Agentic AI Is Fast Approaching. Here’s How to Get It Right


I’m as skeptical about the latest “shiny object” announcement as anyone else. And just coming back from Cannes Lions, companies both large and small had major news to share; the coming of agentic artificial intelligence was the talk of the town.

Right now, we’ve got marketing teams running 80 to 120 different tools and platforms. Half the time, they can’t even talk to each other easily—they are siloed. APIs come to the rescue and bring the necessary platform-to-platform connectivity needed to power today’s adtech ecosystem.

But APIs don’t solve for cross-platform orchestration. If you want to run a simple audience activation campaign across multiple channels, suddenly you need a team of engineers just to make it happen.

So, with everyone on the Croisette racing toward AI agents that promise to automate complex workflows, how can businesses actually start AI-enabling their tech stacks? 

That hope is where the Model Context Protocol comes in. MCP isn’t going to inspire screaming headlines about epochal change for your career. There won’t be any conference sessions about MCPs replacing your job as an award-winning creative. But the potential is very real that MCP is emerging as the standard that will make our agentic marketing future a reality.

The foundation of connectivity

APIs are the OGs of connectivity. They’ve been around since the 1950s (really).

APIs are used to connect today’s tech stacks, but they clearly weren’t built with AI agents in mind. Consider a typical campaign workflow: You want to build an audience in your customer data platform, push it to The Trade Desk and Meta, get reporting back, optimize based on performance, track conversions, and send a summary to your client. Sounds simple enough. But in reality, you’re dealing with different rate limits, varying data structures, and about six different places where the whole thing can fall apart.

Now, imagine trying to get an AI agent to handle that workflow. With APIs, you’d need to teach the agent every platform’s specific requirements, every error condition, every little gotcha that comes with each integration. That doesn’t make business sense, especially when you are talking about 80-120 platforms in your tech stack.

MCP flips this completely. Instead of agents needing to understand the technical complexity of every platform, they communicate through the protocol servers that provide context (the “C” in MCP) about what each system can do and how to work with it. Think of it as giving your agent a really good interpreter for every platform in your stack.

What agentic orchestration actually looks like

The promise here isn’t just about simplifying integrations. It’s about finally enabling the kind of automated workflows we’ve been talking about for years.

I could write into a chat interface right now, “Take our high-value customer segment from last quarter’s campaign. Run it on social and programmatic channels. Aim for a return on ad spend of more than four times, and send me updates every week on how it’s performing.” An agent equipped with the right MCP connections could theoretically execute that entire workflow without me touching another platform.

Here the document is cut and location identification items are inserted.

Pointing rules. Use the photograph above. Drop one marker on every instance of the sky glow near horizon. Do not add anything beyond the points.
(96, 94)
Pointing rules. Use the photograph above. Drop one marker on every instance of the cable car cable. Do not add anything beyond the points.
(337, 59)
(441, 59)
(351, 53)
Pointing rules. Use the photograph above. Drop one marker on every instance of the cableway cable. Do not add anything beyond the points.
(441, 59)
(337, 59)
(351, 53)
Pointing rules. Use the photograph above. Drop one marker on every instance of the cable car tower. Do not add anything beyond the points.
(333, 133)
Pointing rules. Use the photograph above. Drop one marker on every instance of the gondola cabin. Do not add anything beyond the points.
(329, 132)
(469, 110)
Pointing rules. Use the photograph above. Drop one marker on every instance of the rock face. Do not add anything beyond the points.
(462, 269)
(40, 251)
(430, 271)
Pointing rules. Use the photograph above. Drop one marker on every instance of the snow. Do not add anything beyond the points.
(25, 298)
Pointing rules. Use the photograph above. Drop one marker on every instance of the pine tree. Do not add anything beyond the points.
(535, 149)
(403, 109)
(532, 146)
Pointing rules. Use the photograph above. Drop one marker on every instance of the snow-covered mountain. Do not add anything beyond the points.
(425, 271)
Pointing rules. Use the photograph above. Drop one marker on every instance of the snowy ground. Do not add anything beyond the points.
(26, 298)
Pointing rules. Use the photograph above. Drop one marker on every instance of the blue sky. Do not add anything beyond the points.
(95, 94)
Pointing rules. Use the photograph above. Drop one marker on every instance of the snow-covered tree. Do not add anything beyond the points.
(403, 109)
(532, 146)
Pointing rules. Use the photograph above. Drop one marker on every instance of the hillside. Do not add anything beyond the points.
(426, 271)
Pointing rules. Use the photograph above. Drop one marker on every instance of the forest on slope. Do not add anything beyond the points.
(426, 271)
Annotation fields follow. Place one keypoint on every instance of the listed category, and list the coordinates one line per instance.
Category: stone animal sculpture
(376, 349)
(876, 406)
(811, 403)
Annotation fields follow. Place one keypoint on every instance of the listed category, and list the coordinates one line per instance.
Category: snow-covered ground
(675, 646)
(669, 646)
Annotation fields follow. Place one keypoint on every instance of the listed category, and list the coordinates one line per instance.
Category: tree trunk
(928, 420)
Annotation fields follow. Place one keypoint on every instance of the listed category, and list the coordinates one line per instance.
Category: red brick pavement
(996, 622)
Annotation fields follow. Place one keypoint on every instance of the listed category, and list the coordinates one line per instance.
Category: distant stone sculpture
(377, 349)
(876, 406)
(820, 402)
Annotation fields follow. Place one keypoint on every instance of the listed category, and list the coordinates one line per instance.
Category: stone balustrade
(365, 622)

Again, this is not five years in the future. The major LLM providers have already adopted MCP as the standard: OpenAI, Gemini, and Claude are all supporting it. The future is now.

Why this time should be different

What I like about MCP compared to every other “revolutionary” integration solution we’ve seen is the modularity. You’re not locked into some vendor’s ecosystem or forced to rebuild everything to make it AI-enabled or when you add a new platform.

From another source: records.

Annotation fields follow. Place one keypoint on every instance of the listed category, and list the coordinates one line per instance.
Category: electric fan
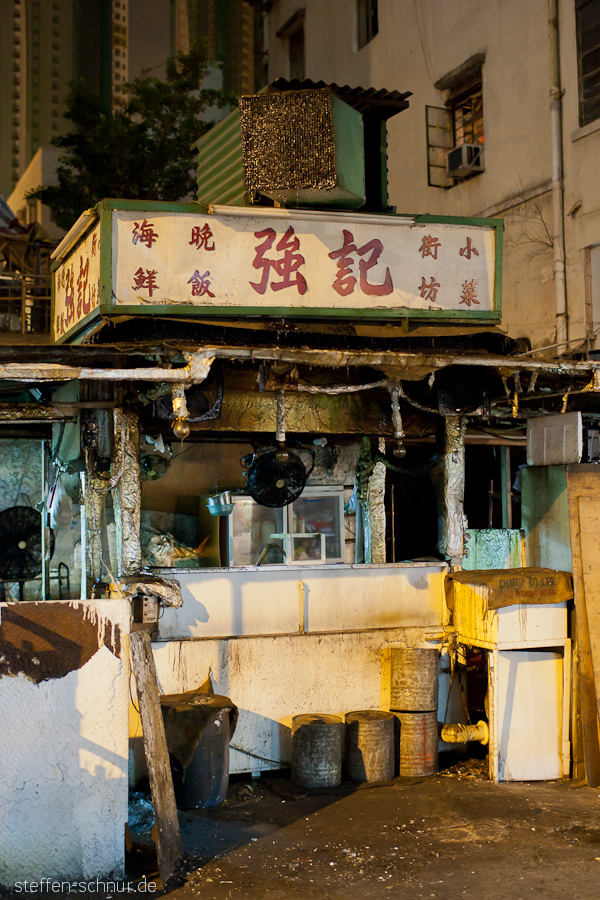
(276, 477)
(21, 545)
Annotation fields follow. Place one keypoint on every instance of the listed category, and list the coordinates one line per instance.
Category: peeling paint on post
(95, 516)
(377, 509)
(127, 493)
(454, 489)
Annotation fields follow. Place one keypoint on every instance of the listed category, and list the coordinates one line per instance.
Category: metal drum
(206, 779)
(370, 745)
(414, 680)
(418, 743)
(317, 750)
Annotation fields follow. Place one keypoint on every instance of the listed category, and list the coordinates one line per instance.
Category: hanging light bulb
(181, 428)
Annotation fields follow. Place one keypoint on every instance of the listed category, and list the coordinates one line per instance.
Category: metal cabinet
(529, 672)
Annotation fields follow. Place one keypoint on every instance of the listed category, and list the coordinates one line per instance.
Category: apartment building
(504, 121)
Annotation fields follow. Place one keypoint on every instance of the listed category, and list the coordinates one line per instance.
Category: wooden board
(169, 846)
(583, 490)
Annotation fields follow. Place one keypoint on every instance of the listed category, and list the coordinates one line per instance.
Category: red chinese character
(429, 246)
(345, 282)
(429, 291)
(145, 281)
(83, 301)
(285, 267)
(469, 294)
(469, 250)
(200, 284)
(69, 296)
(201, 237)
(144, 233)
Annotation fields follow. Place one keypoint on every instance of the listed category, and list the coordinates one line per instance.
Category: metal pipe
(454, 489)
(460, 734)
(558, 236)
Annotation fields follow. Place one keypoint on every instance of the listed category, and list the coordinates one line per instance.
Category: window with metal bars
(587, 18)
(368, 21)
(457, 123)
(468, 120)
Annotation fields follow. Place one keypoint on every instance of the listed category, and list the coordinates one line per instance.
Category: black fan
(277, 477)
(20, 544)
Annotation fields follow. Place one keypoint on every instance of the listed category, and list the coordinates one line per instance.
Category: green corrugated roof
(220, 167)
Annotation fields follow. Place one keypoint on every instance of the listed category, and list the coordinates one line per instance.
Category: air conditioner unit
(465, 160)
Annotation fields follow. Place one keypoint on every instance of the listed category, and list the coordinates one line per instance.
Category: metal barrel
(418, 743)
(206, 779)
(317, 750)
(414, 679)
(370, 745)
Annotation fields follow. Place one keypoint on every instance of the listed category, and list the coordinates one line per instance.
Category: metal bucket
(206, 779)
(370, 745)
(414, 679)
(418, 743)
(317, 750)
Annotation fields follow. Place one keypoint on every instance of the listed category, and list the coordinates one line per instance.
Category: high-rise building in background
(44, 46)
(228, 31)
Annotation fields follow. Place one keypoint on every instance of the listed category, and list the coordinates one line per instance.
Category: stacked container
(414, 699)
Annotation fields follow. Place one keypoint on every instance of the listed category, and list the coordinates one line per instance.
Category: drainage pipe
(460, 734)
(558, 233)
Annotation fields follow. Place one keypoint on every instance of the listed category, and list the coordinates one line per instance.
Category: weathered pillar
(377, 509)
(127, 492)
(95, 518)
(453, 541)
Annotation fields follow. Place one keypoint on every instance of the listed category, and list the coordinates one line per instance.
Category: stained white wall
(63, 771)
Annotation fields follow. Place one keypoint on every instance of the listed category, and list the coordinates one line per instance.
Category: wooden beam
(168, 843)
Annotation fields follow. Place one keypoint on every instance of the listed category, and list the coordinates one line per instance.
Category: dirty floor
(449, 836)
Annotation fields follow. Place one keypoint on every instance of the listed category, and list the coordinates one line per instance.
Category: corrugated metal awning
(383, 103)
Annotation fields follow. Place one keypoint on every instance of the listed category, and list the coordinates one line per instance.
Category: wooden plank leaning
(168, 843)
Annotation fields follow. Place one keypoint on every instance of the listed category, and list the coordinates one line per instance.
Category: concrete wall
(417, 44)
(63, 741)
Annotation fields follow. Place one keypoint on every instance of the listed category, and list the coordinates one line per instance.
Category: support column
(127, 492)
(95, 521)
(453, 541)
(377, 509)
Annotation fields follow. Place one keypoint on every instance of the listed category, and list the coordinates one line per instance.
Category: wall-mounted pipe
(558, 235)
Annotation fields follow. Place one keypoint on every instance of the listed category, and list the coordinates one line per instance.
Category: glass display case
(308, 531)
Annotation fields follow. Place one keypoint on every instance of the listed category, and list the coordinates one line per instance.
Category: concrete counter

Managing API-based connections at scale takes real resources. MCP adds a new connection layer that makes those same APIs usable by agents across multiple platforms, extending the value of APIs, not replacing them. 

Think about it from a practical standpoint. If you’re running an enterprise tech stack, you can’t wait for every vendor to build native AI integrations. But you can use MCP as the bridge between your existing APIs and these new agentic capabilities.

The guardrails we actually need

You might very well be wondering whether we’re going to have AI agents running loose with our media budgets. Look, I get it. The idea of autonomous systems making real-time decisions with client budgets should make you nervous.

It comes down to safeguards. MCP works through existing API frameworks, so they inherit the guardrails you’ve already got in place. Plus, you can layer on additional controls. User profiles also limit what agents can do. Mandatory approval checkpoints are an essential safeguard for big decisions, and there are audit trails for everything.

The goal isn’t to eliminate human oversight. The role of professionals’ judgment is the point. Instead of manually moving files between systems and babysitting integrations, you should be setting strategic parameters and making high-level optimization calls while agents handle the operational tasks.

Start small. Maybe it’s just automating audience file transfers. Then maybe it’s basic reporting aggregation. You crawl, then you walk, then you run.

The choice

What most people aren’t thinking about yet is that MCP isn’t just about connecting your own platforms. It’s about adding a new layer of connectivity that other companies can plug into. The question is whether you’re building that orchestration layer or just hoping someone else builds it for you.

We need to be smarter about this tool. Choose your MCP providers carefully. Start with clear use cases. Build governance frameworks before you need them. And please, for the sake of your sanity, don’t try to automate everything at once.

This is the good thing about these early days. We can approach MCP thoughtfully and create something that actually works. Or … we can rush in blindly and create another expensive mess that requires armies of specialists to maintain.